This empirical alignment supports the theoretical premise that temporal structure discovered during learning is a scalable self-supervisory signal available for policy refinement beyond what is provided by reward shaping or generic imitation alone.
Implications and Limitations
TSIL has practical implications for skill acquisition in robotic manipulation, where temporal efficiency is critical for operational utility and safety. By transforming temporal efficiency into reusable supervision, TSIL enables RL agents to progressively refine their behavioral repertoire toward compact, reproducible strategies, thereby enhancing exploitation and consolidation stages post-exploration.
The framework’s neglect of initial exploration is acknowledged: TSIL depends on the base learner to provide occasional successful trajectories, after which it strengthens exploitation. For domains requiring behavioral diversity, such as preference for slower or safer maneuvers, TSIL could be augmented with additional metrics or multi-objective conditioning.

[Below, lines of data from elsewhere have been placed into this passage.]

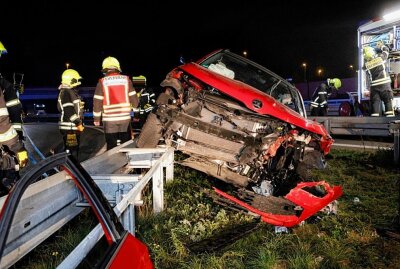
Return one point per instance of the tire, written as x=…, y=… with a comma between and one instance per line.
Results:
x=345, y=109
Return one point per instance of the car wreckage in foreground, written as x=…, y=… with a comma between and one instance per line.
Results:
x=241, y=123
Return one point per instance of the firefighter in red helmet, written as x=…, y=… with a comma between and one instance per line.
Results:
x=113, y=101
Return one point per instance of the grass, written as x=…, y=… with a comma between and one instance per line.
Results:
x=346, y=240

Memory efficiency is another concern, with the replay buffer maintained at modest capacity; future work could integrate more advanced replay compression or hierarchical memory to further optimize buffer composition.
Future Directions
Potential future developments include integrating temporal self-imitation with skill sequencing, hierarchically conditioned RL, multi-objective behavioral metrics, and broader applications to embodied foundation models. Extensions into real hardware deployment, adaptive memory compression, and policy distillation could yield further scalability and generalization.
Conclusion
Temporal Self-Imitation Learning establishes temporal efficiency as a central, reusable self-supervisory signal in RL for long-horizon manipulation. By leveraging adaptive configuration-conditioned temporal targets and efficiency-weighted trajectory replay, TSIL materially improves task effectiveness, sample efficiency, behavioral efficiency, and robustness on complex robotic benchmarks. The approach refines the direction of policy optimization and enhances preservation of efficient behaviors, charting promising new methodological grounds for reinforcement learning and robot autonomy (2606.19752).